New York, I Love You, But You’re Bringing Me Down
Today marks the seventh anniversary of my move to New York.
Over those seven years, I’ve become an entirely different person, while also staying very much the same. If I had to ponder it, I would say that I’ve grown and matured much in the way one would have expected me to do.
I’m smarter now, more worldly, more experienced. I’m a little fatter, and much more heavily tattooed. But I’m still fundamentally the same person I was when I moved here.
I had a friend who was born in NYC tell me that you needed to live here a decade before you were really a New Yorker, and I used that as my guiding beacon for a while. I don’t know how accurate it is, and part of that is defining what being a New Yorker is all about.
For example, I came here to go to school, but dropped out. I’ve been paying my own rent from the first day I came; I never lived in a dorm, instead sharing a studio on the Upper East Side with my then-fiance. I don’t have the college experience that a lot of my friends do.

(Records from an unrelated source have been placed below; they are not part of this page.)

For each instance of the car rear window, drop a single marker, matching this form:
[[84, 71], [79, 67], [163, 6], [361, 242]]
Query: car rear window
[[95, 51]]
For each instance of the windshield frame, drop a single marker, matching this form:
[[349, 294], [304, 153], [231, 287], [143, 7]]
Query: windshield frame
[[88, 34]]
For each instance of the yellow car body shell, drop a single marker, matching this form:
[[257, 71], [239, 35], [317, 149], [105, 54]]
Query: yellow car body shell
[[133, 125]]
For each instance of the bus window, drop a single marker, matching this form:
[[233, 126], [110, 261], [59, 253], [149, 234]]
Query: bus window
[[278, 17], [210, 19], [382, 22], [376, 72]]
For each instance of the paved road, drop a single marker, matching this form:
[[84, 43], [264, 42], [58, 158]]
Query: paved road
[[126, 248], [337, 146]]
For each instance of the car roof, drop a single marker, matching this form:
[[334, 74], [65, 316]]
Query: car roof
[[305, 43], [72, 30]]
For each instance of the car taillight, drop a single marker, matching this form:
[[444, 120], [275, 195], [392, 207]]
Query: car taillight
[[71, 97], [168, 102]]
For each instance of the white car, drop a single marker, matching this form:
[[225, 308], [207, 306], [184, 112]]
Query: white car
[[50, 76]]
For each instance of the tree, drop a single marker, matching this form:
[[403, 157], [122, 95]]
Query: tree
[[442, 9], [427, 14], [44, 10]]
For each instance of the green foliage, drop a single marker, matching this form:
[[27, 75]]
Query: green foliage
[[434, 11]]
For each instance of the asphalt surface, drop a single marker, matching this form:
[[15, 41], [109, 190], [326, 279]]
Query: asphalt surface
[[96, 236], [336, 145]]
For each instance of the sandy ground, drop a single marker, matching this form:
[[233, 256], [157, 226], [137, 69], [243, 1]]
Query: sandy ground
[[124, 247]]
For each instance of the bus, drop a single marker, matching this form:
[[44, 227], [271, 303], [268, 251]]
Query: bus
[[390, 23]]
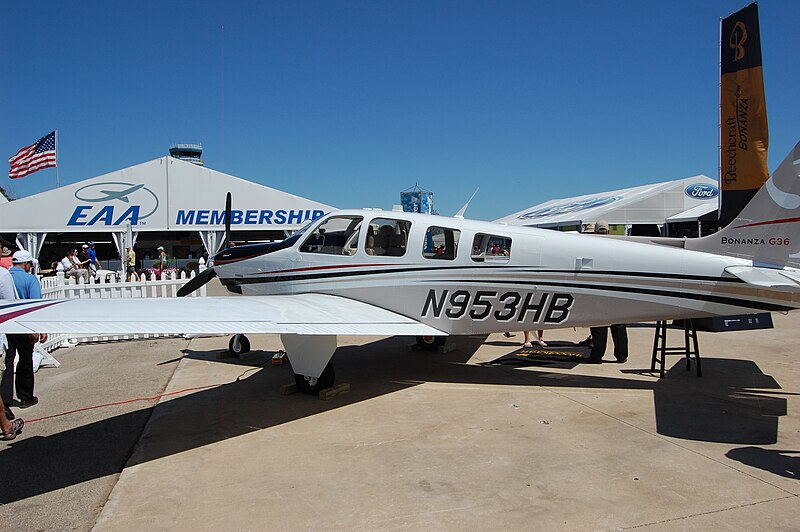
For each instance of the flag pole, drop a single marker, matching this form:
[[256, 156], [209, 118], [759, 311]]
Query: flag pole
[[57, 185]]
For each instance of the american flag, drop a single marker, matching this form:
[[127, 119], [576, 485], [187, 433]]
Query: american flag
[[40, 154]]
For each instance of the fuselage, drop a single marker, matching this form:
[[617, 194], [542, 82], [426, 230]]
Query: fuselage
[[465, 276]]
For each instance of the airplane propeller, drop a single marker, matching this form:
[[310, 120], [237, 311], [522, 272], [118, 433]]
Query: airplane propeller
[[228, 220], [206, 275]]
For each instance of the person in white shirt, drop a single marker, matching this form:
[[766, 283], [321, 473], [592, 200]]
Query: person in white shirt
[[9, 427], [73, 266]]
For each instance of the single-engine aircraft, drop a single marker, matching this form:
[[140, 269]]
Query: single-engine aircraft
[[373, 272]]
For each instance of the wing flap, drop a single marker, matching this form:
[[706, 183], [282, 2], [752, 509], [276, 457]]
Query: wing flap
[[308, 314]]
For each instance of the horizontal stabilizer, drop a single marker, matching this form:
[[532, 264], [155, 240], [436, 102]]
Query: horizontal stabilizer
[[767, 277]]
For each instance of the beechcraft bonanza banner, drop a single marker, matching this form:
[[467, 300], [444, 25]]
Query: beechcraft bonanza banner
[[744, 136]]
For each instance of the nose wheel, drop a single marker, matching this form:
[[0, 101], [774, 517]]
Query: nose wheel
[[313, 385], [431, 343], [239, 344]]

Does that make my “New Yorker-ness” more authentic, or less? I didn’t have the relative safety net of not having to pay rent, but they learned and experienced the city in a way that I think is probably more important than my version.
It’s hard to tell sometimes.
According to an unscientific count off the top of my head, about 80% to 90% of the people I know are not “from” NYC, at least not in the sense of having been born and raised here. I’m sure that percentage can’t possibly hold up over the entire population; there just aren’t that many expatriate New Yorkers. Still, I’d be willing to bet that the only other American city with as many migrant newcomers is Los Angeles.

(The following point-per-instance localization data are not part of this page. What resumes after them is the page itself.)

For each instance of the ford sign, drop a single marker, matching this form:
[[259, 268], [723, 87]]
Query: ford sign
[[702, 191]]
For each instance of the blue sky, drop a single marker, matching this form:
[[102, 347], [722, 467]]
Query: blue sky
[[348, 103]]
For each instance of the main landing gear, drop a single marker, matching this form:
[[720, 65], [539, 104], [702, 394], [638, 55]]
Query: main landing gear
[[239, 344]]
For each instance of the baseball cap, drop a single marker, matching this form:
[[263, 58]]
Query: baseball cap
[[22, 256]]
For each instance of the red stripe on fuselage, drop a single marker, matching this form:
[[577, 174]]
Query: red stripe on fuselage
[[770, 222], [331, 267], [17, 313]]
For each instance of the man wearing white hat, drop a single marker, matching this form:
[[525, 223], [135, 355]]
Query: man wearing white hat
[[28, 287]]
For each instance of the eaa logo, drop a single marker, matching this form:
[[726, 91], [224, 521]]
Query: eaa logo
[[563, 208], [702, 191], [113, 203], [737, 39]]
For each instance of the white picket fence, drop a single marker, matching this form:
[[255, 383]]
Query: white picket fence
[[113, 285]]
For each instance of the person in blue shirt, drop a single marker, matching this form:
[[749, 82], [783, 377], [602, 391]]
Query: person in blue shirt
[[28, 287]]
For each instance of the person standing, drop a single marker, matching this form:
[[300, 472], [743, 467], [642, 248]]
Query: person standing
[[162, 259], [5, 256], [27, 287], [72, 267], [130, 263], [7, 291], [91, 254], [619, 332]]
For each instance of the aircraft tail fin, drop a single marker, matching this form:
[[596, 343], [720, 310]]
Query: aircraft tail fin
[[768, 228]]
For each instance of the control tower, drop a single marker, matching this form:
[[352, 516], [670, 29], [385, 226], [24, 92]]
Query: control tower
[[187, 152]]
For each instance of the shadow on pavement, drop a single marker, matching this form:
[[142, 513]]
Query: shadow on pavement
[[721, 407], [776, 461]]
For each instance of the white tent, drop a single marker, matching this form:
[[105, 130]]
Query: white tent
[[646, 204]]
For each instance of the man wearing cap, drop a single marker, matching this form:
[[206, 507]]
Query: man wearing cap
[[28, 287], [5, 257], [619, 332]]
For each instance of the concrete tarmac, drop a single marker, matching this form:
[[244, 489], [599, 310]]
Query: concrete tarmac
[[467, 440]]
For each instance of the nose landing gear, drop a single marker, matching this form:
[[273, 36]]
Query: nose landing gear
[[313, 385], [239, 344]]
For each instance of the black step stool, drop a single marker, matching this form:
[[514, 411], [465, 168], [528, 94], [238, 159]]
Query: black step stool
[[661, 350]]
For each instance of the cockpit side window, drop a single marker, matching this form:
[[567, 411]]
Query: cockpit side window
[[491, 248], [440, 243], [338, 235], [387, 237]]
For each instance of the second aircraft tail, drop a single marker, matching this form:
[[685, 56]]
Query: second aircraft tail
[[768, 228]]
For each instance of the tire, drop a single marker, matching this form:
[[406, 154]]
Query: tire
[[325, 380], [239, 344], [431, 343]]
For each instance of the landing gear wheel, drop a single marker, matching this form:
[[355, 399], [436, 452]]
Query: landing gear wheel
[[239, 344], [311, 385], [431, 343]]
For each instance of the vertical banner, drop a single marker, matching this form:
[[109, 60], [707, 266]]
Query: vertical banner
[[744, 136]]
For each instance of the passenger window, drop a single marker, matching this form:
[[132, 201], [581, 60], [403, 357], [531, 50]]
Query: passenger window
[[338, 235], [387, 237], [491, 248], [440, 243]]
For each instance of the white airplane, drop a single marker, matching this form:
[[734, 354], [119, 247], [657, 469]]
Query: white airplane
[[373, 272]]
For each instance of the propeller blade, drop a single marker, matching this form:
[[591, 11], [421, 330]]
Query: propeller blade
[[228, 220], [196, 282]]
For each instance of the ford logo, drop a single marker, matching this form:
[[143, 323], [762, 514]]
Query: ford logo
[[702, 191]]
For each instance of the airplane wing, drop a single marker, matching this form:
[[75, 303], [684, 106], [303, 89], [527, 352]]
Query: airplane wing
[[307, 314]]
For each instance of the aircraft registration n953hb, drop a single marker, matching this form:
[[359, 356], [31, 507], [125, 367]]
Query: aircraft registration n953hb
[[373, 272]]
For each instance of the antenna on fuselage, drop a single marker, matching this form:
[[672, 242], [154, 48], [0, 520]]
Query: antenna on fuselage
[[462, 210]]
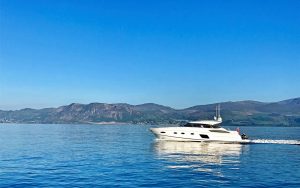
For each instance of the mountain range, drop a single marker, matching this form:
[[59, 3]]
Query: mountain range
[[282, 113]]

When you think about it the way I do, it stands to reason that so many people here would be outsiders. Many of the people I know went to college here. Most of them are young (well, mid-20s or so), urbane, hip, from suburbs or smaller cities, frequently Midwestern. We all have two things in common. One, we thought we could make it here, and we were right. Two, and more importantly, we are all dreamers. New York seems like a good place to go when you want to fulfill your dreams.

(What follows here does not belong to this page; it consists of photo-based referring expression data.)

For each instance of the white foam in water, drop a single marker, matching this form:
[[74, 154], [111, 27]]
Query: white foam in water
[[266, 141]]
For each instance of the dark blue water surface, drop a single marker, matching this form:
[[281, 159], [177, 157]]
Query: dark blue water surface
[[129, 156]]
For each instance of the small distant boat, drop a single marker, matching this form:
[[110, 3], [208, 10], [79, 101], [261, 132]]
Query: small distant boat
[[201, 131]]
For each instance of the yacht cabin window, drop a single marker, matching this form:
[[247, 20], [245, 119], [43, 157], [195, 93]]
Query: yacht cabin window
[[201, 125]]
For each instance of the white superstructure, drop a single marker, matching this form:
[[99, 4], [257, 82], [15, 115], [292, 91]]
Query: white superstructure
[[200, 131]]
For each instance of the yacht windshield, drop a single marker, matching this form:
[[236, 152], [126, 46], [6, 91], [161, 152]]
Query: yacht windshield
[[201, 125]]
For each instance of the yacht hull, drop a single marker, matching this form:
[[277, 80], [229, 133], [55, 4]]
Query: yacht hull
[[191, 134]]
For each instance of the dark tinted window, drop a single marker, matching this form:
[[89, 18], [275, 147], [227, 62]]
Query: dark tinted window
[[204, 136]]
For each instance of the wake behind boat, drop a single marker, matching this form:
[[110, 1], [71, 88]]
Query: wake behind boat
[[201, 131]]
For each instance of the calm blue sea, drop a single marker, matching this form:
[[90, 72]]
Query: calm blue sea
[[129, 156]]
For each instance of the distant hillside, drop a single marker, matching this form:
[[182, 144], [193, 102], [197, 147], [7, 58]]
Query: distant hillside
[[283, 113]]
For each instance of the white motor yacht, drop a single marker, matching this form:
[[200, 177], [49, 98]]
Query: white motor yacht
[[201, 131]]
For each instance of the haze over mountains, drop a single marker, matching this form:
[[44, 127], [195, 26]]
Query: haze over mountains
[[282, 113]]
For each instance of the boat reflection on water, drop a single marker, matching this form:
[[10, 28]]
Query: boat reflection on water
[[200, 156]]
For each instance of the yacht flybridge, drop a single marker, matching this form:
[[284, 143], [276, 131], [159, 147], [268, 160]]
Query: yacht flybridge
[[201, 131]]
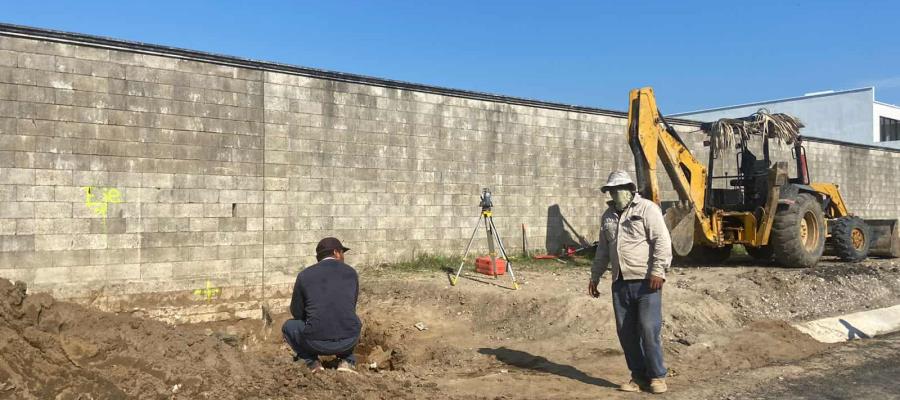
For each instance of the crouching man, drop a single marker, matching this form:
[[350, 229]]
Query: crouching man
[[324, 310], [634, 239]]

So, all of these people, some of them here since they got out of high school. Office workers, artists, teachers, actors, writers, waiters, whatever. We all decided to stay. Even if we are not, by my native friend’s estimation, technically New Yorkers yet, we are certainly part of the fabric of this city. We are part of New York.
(The important part, he says pridefully.)
There is a common perception that New Yorkers are rude. I have never really noticed that as an epidemic problem; there is a certain number among any population that will be predisposed to rudeness, or alternately self-absorbed to a point where they come across as rude. It stands to reason that when you put more people, living more densely, you will encounter the rudeness at a relatively higher rate.
Even with that in mind, though… The born-and-raised New Yorkers I count among my friends are the least rude people I know. They may not exactly be patient with idiocy or ignorance, won’t suffer fools well, but that’s hardly rudeness, just practicality. They are gracious, they are friendly, they have always been willing to help when their friends were at their most down. These aren’t the rude New Yorkers I heard about.
So what about the transplants? All these Midwesterners, from the flyover country, known and occasionally mocked for their unfailing politeness, are they the rude people? Not even. We may have picked up an edge of cynicism from living in the city. We may (I may) (I DO) fucking hate when a group of people walk slowly down the sidewalk, taking up all available space. But we’re still going to smile at people occasionally, even if it garners unwanted attention. We’re still holding doors open. We still wait our turn when getting on and off the subway. We’re not rude.
So who is it, then?
The tourists.
A representative anecdote: your average beautiful New York City office girl, heading from the subway to her job near Herald Square, says “Excuse me” to a person stopped on the sidewalk, staring up at the Empire State Building, and steps around him. Oblivious, he steps back, bumps into her.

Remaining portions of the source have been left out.